China: Tiananmen Square 2.0

The recent unrest in China against the zero-Covid lockdown policy, spanning multiple cities and regions, certainly emulates the 1989 Tiananmen Square protests. While no iconic photos of brave individuals standing in front of an army of tanks have surfaced yet, the courage of the Chinese people under authoritarian rule protesting for freedom and liberty needs recognition. However, protests in such a regime are almost always responded to with violence. Protestors, shouting “down with Xi”, have unsurprisingly been met with a harsh reaction from the authorities. This is the first major civil unrest for President Xi Jinping and already has those both in China and the West keeping a very close eye on its development.

Could this be the beginning of the end for Xi? Probably not. Xi is in a strong enough position that these protests are very unlikely to lead to his downfall. Having secured an unprecedented third term at the 20th congress of China’s Communist Party (CCP) in October 2022, it is possible that the President will be a ‘lifer’. The CCP has abruptly lifted Covid restrictions in the cities of Guangzhou and Chongqing. Other restrictions have also been eased such as mass PRC testing and being able to quarantine at home instead of a centralised quarantine facility. While compared to the rest of the world these measures still appear to be overkill, for the Chinese people, it is a huge step forward. However, the protests bring a whole new meaning to the word ‘censorship’. The level of censorship has reached its highest point, with authorities cracking down on VPNs, tracking protestors online and now flooding social media platforms with pure spam to drown out the coverage of these protests. According to Recorded Future, networks of organised bot accounts are targeting social media platforms to crowd out genuine posts about the protests with spam. It was reported that the government is behind these accounts.

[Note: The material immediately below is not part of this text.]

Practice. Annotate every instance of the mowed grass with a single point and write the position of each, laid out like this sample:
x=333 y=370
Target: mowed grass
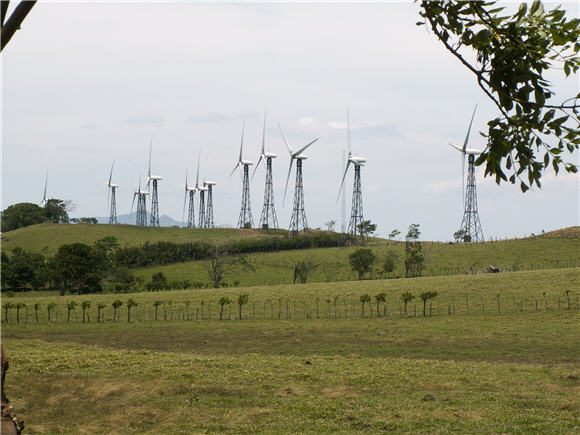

In light of the civil unrest, many nations have looked at Taiwan in fear the CCP may use the island territory as a distraction from the ongoing protests. Conjuring a reason to take Taiwan back “by force”, could be the diversion Beijing needs to slow down the momentum of the Chinese people. Yet, in an unexpected turn of events, the ruling party of Taiwanese government, Democratic Progressive party (DDP), has suffered a defeat in the local election, and resulted in President Tsai Ing-wen resignation.

The main opposition party, Kuomintang (KMT), has so far, claimed victory in 13 of the 21 mayoral and county chief seats, including Taipei, compared to the DPP’s five. While the KMT is considered the main pro-China party in Taiwan, it supports the status quo for the indefinite future with a stated ultimate goal of unification. It does not support unification in the short term with the People’s Republic, as that directly contrasts the wishes of its party members and the general public.

One would hope that a victory for KMT would ease tensions between Beijing and Taipei, as one of their main talking points leading up to the local elections was criticising the DDP for being overly confrontational with China. Eric Chu, Chairman of the KMT, stated that his party “will insist on defending the Republic of China and protecting democracy and freedom“, but at the same time, working hard “to keep regional peace”. An incredible balancing act to say the least. Despite stirrings from Western media outlets, it is unlikely that China will invade Taiwan as a direct result of these protests. If an invasion were to occur, it would be due to interference from the West and the actions of Taiwanese government that are perceived to be a threat to the CCP’s influence over the Republic of China.